A high-performance liquid chromatographic method has been developed for simultaneous determination of elbasvir and grazoprevir; two new Food and Drug Administration (FDA) approved drugs. The two drugs were co-formulated for treatment of hepatitis C virus in their combined pharmaceutical dosage form. The chromatographic separation has been achieved using a reversed phase BDS Hypersil C18 column with a mobile phase consists of acetonitrile:methanol (50:50, v/v) at flow rate of 1 mL/min and UV detection at 253 nm. Computational investigation for finding the best stationary phase revealed that C18 column fits better for the simultaneous chromatographic analysis of the studied drugs. Linearity, accuracy and precision have been found to be acceptable over the concentration range of 1-20 μg/mL for the studied drugs. The described method has been successfully applied for simultaneous determination of the studied drugs in their pharmaceutical dosage form.
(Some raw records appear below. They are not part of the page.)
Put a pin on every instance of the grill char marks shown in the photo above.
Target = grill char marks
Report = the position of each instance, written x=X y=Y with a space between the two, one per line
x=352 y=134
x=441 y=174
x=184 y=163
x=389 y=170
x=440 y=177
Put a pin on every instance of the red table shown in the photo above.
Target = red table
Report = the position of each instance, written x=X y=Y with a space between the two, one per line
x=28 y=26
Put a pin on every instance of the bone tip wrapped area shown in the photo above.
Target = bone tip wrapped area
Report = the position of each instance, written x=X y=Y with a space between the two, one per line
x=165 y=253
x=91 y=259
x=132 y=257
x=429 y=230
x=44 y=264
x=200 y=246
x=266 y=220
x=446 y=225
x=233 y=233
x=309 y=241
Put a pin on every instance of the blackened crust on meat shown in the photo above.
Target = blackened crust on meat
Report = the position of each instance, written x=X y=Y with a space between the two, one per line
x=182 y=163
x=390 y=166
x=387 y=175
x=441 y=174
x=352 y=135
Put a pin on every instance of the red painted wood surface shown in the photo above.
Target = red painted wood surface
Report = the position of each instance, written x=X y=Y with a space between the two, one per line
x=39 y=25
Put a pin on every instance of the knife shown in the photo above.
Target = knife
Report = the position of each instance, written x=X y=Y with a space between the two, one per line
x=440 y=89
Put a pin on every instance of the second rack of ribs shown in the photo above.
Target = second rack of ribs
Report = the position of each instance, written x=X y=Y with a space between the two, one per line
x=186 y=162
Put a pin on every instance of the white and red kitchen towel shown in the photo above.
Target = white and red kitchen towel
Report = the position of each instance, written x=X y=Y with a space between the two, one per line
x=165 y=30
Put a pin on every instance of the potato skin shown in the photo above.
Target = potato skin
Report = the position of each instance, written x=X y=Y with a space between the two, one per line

Application of an HPLC Method for Selective Determination of Phenazopyridine Hydrochloride: Theoretical and Practical Investigations

HPLC method was developed for the selective determination of phenazopyridine hydrochloride (PAP) in the presence of its computationally selected metabolite. Density functional theory was applied as a computational model to study the energy of PAP metabolites, and the results revealed that 2,3,6-triaminopyridine (TAP) is the most stable metabolite. Good resolution and separation of PAP from TAP was achieved using a reversed-phase BDS Hypersil C18 column with a mobile phase consisting of acetonitrile-water (75 + 25, v/v) at flow rate of 1 mL/min and with UV detection at 280 nm. The linear regression analysis data for the calibration plot of PAP showed a good linear relationship over the concentration range of 5-45 μg/mL, with an LOD of 0.773 μg/mL. Moreover, a theoretical investigation of the relationship between the stationary phase and the studied molecules was performed to confirm the experimental results. The proposed method was successfully applied for the selective determination of PAP in pharmaceutical formulation. In addition, the obtained results were statistically compared to a reported method, with no significant differences found between the investigated method and the reported one with respect to accuracy and precision.